Preventative measures against cellphone surveillance include not losing or allowing strangers to use a mobile phone and the utilization of an access password. Turning off and then also removing the battery from a phone when not in use is another technique. Jamming or a Faraday cage may also work, the latter obviating removal of the battery. Another solution is cellphone with physical (electric) switch, or isolated electronic switch that disconnects microphone, camera without bypass, meaning switch can be operated by user only - no software can connect it back.

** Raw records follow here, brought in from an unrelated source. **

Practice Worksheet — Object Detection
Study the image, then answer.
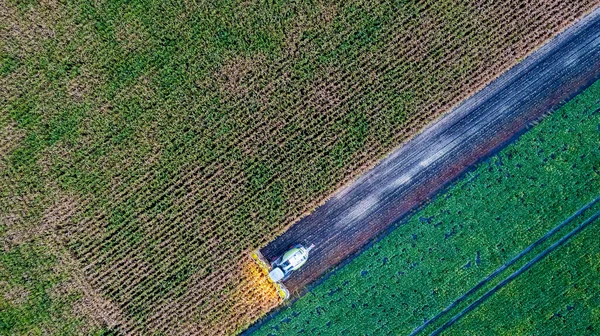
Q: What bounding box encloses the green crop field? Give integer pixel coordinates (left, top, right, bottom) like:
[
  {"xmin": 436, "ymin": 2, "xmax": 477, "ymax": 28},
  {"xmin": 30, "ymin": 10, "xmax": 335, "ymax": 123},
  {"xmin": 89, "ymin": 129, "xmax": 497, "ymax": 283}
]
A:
[
  {"xmin": 255, "ymin": 81, "xmax": 600, "ymax": 335},
  {"xmin": 0, "ymin": 0, "xmax": 598, "ymax": 335}
]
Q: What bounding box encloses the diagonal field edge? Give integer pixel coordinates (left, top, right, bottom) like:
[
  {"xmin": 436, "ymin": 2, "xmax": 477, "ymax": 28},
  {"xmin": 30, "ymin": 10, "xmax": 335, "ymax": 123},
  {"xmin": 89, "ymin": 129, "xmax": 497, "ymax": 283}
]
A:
[
  {"xmin": 410, "ymin": 196, "xmax": 600, "ymax": 336},
  {"xmin": 431, "ymin": 211, "xmax": 600, "ymax": 335}
]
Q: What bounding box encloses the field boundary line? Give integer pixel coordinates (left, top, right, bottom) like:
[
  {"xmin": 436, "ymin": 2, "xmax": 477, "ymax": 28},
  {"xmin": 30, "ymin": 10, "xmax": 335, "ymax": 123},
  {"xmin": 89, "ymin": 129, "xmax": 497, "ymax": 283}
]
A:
[
  {"xmin": 431, "ymin": 206, "xmax": 600, "ymax": 335},
  {"xmin": 410, "ymin": 196, "xmax": 600, "ymax": 336}
]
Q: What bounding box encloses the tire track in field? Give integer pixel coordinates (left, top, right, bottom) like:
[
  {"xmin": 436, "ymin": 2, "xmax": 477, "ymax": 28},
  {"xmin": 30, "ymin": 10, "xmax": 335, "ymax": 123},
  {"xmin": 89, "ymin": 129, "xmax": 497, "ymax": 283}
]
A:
[
  {"xmin": 431, "ymin": 211, "xmax": 600, "ymax": 335},
  {"xmin": 261, "ymin": 5, "xmax": 600, "ymax": 294},
  {"xmin": 410, "ymin": 196, "xmax": 600, "ymax": 336}
]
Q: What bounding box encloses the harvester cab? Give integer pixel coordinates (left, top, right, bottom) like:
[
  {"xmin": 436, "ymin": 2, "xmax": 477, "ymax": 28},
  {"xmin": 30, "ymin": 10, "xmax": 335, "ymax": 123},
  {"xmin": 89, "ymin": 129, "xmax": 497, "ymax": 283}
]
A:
[{"xmin": 252, "ymin": 244, "xmax": 315, "ymax": 300}]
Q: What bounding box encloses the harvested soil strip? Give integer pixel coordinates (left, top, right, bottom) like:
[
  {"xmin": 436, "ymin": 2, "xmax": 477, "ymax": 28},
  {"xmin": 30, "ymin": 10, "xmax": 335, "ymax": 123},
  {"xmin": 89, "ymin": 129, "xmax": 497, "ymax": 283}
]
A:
[{"xmin": 261, "ymin": 6, "xmax": 600, "ymax": 293}]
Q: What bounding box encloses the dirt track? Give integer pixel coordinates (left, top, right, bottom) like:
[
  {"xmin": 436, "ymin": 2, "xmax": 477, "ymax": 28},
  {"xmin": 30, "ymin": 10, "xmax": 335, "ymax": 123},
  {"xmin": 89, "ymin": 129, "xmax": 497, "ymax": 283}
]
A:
[{"xmin": 261, "ymin": 9, "xmax": 600, "ymax": 294}]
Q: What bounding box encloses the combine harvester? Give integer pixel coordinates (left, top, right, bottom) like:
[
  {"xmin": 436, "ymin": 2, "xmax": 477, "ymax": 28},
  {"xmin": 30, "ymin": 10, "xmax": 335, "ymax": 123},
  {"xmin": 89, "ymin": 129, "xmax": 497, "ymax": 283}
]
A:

Monitoring of TransmissionsEdit
Undoubtedly there is a way of intercepting all communications, cellphones notwithstanding. Large government or even corporate interests are likely capable of intercepting satellite communications by individuals. While the typical user of cellphone devices may feel secure, an aggregate keyword search algorithm (for instance based on race, religion, gender preference or nationality) that changes with the global political climate may effect privacy without your knowledge or consent. Most modern messages or voice are most likely not encrypted for various reasons including the need for a single safe communication platform that both parties accept, or lack of interest. Historically there has been tension between individual privacy and the idea of a greater good or unified evil.